With the lettering based on classic roman proportions, Gills Sans had a less mechanical feel than its geometric contemporaries. Initially recommended for advertising and headline use, once the public got used to reading sans-serif it was more prevalent as body text. Major users include the English Railway Systems, BBC (logo), Penguin Publishing, Tommy Hilfiger as well as system font in Mac and Microsoft Computer.

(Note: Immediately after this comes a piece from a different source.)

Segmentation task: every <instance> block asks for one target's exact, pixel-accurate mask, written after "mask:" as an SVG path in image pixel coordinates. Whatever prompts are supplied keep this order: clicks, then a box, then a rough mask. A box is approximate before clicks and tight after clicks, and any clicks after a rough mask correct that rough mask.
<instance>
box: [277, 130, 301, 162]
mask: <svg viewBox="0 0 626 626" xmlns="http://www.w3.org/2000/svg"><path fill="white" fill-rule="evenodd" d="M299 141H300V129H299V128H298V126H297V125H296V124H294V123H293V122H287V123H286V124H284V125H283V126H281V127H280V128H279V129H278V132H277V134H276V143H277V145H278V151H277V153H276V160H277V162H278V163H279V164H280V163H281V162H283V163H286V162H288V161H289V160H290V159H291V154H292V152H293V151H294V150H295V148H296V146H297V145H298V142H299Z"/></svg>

Gill Sans has many interesting features — Eric Gill blended Johnston (another typeface, developed by Edward Johnston), classic serif typefaces, and Roman inscriptions. The proportions of Gill Sans are supposedly somewhat Roman in the uppercase, while traditional serif in lower. The holes/apertures are wider in Gill Sans fonts than other serif fonts, while the “a” remains in a double-story style, unlike the “a”s of geometric sans-serifs. Furthermore, the “a” narrows at the top of its loops, unlike most other sans-serifs. The Gill Sans “O” is almost a perfect circle and the “M” is quite geometric, as it seems to be formed from a square with the middle strokes meeting at the center. The “t” also has a curve, unlike Futura, a font that Gill Sans was designed to compete against. Gill´s alphabet is more classical in proportion and contains what have become known as his signature flared capital R and eyeglass lowercase g. Gill Sans is a humanist sans serif with some geometric touches in its structures. It also has a distinctly British feel. Legible and modern though sometimes cheerfully idiosyncratic, the lighter weights work for text, and the bolder weights make for compelling display typography. Gill Sans used “double-story” design for “a” and “g” instead of the “single-story” design, which was more commonly used for serif than sans-serif. Another characteristic is that its italic style is different from its regular style, where most sans-serif just slant the letters for their italic style. It was also known for its inconsistency among different weights.
Originally Gill designed this typeface as an uppercase set. The lowercase characters were added in 1929 and having spent much of the 1930s developing further weights and variations, Gill Sans now represents one of his most widely used typefaces. The Pro version includes the original 17 cuts plus a few new cuts. All have been extended in glyph sets from the Standard collection.